Consider the following sample program: static inline void write32(void *addr, unsigned int value) { *(volatile unsigned int *)addr = value; } extern unsigned char testvalue[]; void main() { write32(&testvalue, 4); } GCC 5.2 (with -O2 -fno-stack-protector -ffreestanding -fomit-frame-pointer) generates: main: mov r1, #4 mov r2, #0 ldr r3, .L2 ldrb r0, [r3] @ zero_extendqisi2 strb r1, [r3] ldrb r1, [r3, #1] @ zero_extendqisi2 strb r2, [r3, #1] ldrb r1, [r3, #2] @ zero_extendqisi2 strb r2, [r3, #2] ldrb r1, [r3, #3] @ zero_extendqisi2 strb r2, [r3, #3] bx lr Whereas GCC 4.9 (same arguments) generates: main: movw r3, #:lower16:testvalue movs r2, #4 movt r3, #:upper16:testvalue ldr r1, [r3] str r2, [r3] bx lr I think there are two problems with this: 1. Both GCC 5.2 and 4.9 generate superfluous load instructions to |addr|, even though the pointer is never dereferenced as an rvalue (only as the left-hand side of an assignment). This is a) unnecessary and b) dangerous since the pointer is declared volatile (meaning it could be an MMIO register with read side-effects). 2. GCC 5.2 seems to somehow assume it must treat the object as unaligned and generates byte-wise accesses. I don't understand why it would do that, since nothing here is declared __attribute__((packed)) and the explicit cast to a 4-byte-aligned type should remove any ambiguity for the compiler about which alignment it can assume. It is important for systems code to have a (portable) way to dereference an address with an explicit alignment regardless of where it came from (e.g. for MMIO registers that only support 32-bit wide accesses). Both of these issues can be solved by using __builtin_assume_aligned(addr, sizeof(unsigned long)), but I still think the compiler shouldn't have done this in the first place (and having a portable solution to this problem is preferable). Context: http://review.coreboot.org/#/c/11698
edit: target architecture in my example is armv7a, btw (although I doubt that this is architecture-specific)
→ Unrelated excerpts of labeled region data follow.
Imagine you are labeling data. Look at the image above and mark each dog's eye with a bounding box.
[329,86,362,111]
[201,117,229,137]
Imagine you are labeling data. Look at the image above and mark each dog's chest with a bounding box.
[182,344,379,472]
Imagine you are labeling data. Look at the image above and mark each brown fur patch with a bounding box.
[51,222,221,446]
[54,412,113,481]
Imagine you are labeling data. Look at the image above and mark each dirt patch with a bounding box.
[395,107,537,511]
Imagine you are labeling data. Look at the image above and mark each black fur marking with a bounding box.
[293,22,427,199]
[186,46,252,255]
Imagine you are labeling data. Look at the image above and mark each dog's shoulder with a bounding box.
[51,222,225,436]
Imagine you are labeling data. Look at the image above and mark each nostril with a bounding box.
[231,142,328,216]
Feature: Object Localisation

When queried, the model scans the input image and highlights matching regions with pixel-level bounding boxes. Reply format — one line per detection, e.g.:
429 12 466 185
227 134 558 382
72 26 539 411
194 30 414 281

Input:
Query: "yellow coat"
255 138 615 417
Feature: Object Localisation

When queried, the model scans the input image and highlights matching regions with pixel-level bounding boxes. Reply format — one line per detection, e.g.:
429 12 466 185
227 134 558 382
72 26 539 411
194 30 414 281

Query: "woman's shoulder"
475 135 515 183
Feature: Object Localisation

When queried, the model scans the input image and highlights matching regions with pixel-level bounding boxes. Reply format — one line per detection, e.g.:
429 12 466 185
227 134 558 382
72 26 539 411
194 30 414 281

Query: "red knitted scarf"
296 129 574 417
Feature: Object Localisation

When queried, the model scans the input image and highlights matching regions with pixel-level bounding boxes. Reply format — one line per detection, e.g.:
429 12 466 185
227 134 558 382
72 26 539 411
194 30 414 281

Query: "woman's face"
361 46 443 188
(In reply to Julius Werner from comment #1) > edit: target architecture in my example is armv7a, btw (although I doubt > that this is architecture-specific) I suspect this is an armv7 issue only where there is missing support for misaligned load/stores. Also testvalue is aligned to 1 byte by default so what GCC is doing is correct as there is no way to do a volatile unaligned loads really.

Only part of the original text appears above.